I have mixed feelings about the Dodge Challenger Demon. It’s both an engineering masterpiece and, frankly, kind of dumb.
It’s an 840 horsepower Dodge Challenger muscle car that has been engineered specifically to do two things: Run the quarter mile in under 10 seconds and lift its front wheels off the ground during a hard launch.
So, at the big automaker party where all the other car companies are talking about solving the world’s transportation issues with electric cars and automated driving, Fiat Chrysler Automobiles, Dodge’s parent company, is challenging everyone to a chugging contest.
And that obnoxiousness will, of course, be the talk of the evening. That’s the whole point. Sometimes the best way to cut through all the chatter is with a lot of noise and a big cloud of smoke.
So when Dodge asked me to come down to a drag strip to try it myself, of course I said “I’m in.”
Next to me in the Demon was Jim Wilder, one of the engineers who created the car. (Passenger seats in the Demon are optional. Jim’s seat cost $1.00.) He talked me through the steps required to launch a car down the drag strip. It’s not easy as just mashing down the gas pedal.
First, smoke the back tires.
It’s a must-do before a drag strip run.
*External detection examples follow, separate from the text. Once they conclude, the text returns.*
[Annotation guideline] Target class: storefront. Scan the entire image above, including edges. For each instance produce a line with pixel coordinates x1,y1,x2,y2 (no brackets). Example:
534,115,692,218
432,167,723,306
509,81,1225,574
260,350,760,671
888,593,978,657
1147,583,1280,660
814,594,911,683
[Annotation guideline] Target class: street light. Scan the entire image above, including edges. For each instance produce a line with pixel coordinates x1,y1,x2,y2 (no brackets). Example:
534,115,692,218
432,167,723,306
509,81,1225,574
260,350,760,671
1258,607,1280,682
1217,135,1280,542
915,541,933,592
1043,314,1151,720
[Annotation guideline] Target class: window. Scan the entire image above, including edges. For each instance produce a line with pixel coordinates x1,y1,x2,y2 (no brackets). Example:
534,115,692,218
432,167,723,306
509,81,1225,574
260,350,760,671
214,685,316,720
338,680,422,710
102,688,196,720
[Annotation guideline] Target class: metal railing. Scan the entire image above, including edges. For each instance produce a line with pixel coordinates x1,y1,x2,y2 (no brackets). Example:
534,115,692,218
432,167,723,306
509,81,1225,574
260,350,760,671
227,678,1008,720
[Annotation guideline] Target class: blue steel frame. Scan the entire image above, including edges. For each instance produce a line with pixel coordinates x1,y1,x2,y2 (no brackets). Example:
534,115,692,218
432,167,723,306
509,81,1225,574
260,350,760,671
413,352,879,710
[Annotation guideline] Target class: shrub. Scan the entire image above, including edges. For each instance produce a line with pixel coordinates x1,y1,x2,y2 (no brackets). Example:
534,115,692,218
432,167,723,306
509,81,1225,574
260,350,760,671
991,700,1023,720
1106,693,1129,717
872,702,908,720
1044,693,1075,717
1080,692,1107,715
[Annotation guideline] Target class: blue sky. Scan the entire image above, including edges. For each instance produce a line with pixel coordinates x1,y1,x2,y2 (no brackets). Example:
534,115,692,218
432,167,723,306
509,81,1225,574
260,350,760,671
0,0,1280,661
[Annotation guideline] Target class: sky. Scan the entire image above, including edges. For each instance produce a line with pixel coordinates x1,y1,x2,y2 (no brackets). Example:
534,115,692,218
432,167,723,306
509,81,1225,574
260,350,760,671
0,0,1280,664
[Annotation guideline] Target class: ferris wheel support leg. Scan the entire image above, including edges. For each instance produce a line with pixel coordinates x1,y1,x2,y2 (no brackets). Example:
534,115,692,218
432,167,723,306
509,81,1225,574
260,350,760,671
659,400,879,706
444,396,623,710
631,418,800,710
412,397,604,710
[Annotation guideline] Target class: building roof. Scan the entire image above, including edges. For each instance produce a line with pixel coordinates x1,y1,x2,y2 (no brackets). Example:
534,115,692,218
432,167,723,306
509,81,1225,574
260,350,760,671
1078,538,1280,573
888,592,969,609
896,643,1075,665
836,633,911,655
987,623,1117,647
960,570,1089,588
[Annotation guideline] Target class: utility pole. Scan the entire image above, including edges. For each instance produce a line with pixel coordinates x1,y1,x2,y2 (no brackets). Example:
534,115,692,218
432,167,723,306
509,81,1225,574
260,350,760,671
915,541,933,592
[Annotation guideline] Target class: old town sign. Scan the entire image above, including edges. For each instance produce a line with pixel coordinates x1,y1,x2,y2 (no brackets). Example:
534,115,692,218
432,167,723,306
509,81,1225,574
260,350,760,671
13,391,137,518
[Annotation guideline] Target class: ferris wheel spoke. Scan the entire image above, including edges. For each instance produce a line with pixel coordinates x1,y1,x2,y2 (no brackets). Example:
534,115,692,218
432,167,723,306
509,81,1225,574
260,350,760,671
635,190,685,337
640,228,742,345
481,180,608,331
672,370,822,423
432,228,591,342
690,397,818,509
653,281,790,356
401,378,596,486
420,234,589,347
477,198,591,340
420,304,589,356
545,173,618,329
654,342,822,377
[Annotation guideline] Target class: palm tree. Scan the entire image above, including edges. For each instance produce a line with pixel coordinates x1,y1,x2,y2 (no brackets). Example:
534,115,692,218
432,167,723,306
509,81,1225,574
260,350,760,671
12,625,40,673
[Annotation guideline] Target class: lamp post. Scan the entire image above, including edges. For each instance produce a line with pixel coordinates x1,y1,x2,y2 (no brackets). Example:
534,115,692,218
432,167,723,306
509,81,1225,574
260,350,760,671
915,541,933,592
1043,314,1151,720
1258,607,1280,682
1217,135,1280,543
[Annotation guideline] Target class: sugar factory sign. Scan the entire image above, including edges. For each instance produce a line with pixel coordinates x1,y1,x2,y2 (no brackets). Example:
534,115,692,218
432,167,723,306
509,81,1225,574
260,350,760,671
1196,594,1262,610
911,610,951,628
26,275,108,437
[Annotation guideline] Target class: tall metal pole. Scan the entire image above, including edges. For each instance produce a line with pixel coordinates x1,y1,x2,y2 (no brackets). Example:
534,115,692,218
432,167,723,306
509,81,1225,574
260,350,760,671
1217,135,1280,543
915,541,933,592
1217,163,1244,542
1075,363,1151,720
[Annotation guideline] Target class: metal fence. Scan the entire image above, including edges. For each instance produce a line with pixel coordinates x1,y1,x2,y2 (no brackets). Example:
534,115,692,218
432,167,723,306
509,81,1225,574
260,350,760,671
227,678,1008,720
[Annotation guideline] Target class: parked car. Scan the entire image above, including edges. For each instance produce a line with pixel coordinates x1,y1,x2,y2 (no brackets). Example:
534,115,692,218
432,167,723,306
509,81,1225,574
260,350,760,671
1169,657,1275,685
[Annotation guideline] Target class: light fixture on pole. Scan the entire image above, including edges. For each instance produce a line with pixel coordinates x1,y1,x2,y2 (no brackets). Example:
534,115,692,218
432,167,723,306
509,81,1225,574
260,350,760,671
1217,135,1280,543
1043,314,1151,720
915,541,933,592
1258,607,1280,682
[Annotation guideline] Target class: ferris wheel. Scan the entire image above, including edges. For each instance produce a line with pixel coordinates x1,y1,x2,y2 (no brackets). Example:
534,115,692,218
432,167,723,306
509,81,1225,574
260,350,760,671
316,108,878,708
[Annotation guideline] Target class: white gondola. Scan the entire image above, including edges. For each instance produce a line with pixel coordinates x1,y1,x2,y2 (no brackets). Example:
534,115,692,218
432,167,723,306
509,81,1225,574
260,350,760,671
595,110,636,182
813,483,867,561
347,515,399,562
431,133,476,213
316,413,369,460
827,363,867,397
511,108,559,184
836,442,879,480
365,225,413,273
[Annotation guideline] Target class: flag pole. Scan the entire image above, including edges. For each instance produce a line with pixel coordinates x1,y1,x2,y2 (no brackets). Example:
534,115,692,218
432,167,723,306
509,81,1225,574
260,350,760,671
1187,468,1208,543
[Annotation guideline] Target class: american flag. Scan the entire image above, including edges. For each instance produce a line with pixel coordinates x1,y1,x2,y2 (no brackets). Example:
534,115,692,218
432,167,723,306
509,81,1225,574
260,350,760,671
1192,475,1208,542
Spinning the rear tires against the pavement like rubber sanding belts heats them up, which helps them to stick more, and also removes pebbles and grit from the tires’ surface. Fortunately, the Demon has a setting just for this. I selected “Line Lock” on the car’s computer display screen, held down the “OK” button on steering then pressed the gas pedal. The front brakes stayed firmly locked while the back tires noisily spun out a cloud of rubber-scented smoke.
That was the easy part. The next part actually required skill. I could have just used the “Launch Control” setting the Demon has, just like most performance cars these days. With that, the car could, on my command, perform a perfectly executed take off, meting out power to the back tires for maximum speed with minimum tire spin.
There are other launch methods, too, but Wilder suggested that, as a raw beginner, I use the simple two-foot technique. I kept one foot on the brake and used the other to press the gas pedal, getting the engine to around 1,200 RPM. Then when the time was right, I released the brake and pounced on the gas.
At first, the back tires spun uselessly against the track. I let up on the gas and the tires finally caught against the track’s surface. The Demon’s nose lifted up and the road ahead came rushing in towards us while my helmeted head squeezed against the headrest. There was a monstrous “Whooosh!” as the Demon’s supercharger sucked in air like a giant filling its lungs.
It was an impressive performance especially as I got better at it. Even more so when Wilder himself did it. The closest thing I’d ever experienced was a Tesla Model S in Ludicrous mode but, still, that’s like comparing badminton to a bar fight. There is far more violence in the Demon.
Out on the street, the Demon is surprisingly comfortable. This one I drove had all its seats and a pile of comfort options. The drag-tuned front suspension is old-sofa soft. Driving it at slow speeds reminded me of the Oldsmobile I used in driver’s ed in the 1980s. Until, of course, I pressed on the gas pedal.
Fiat Chrysler will only make 3,300 Demons with prices starting at $85,000. But Dodge executives say the Challenger, of all sorts, is having its best retail sales year in history and they credit the Demon for attracting that audience. Those are the performance numbers that really matter.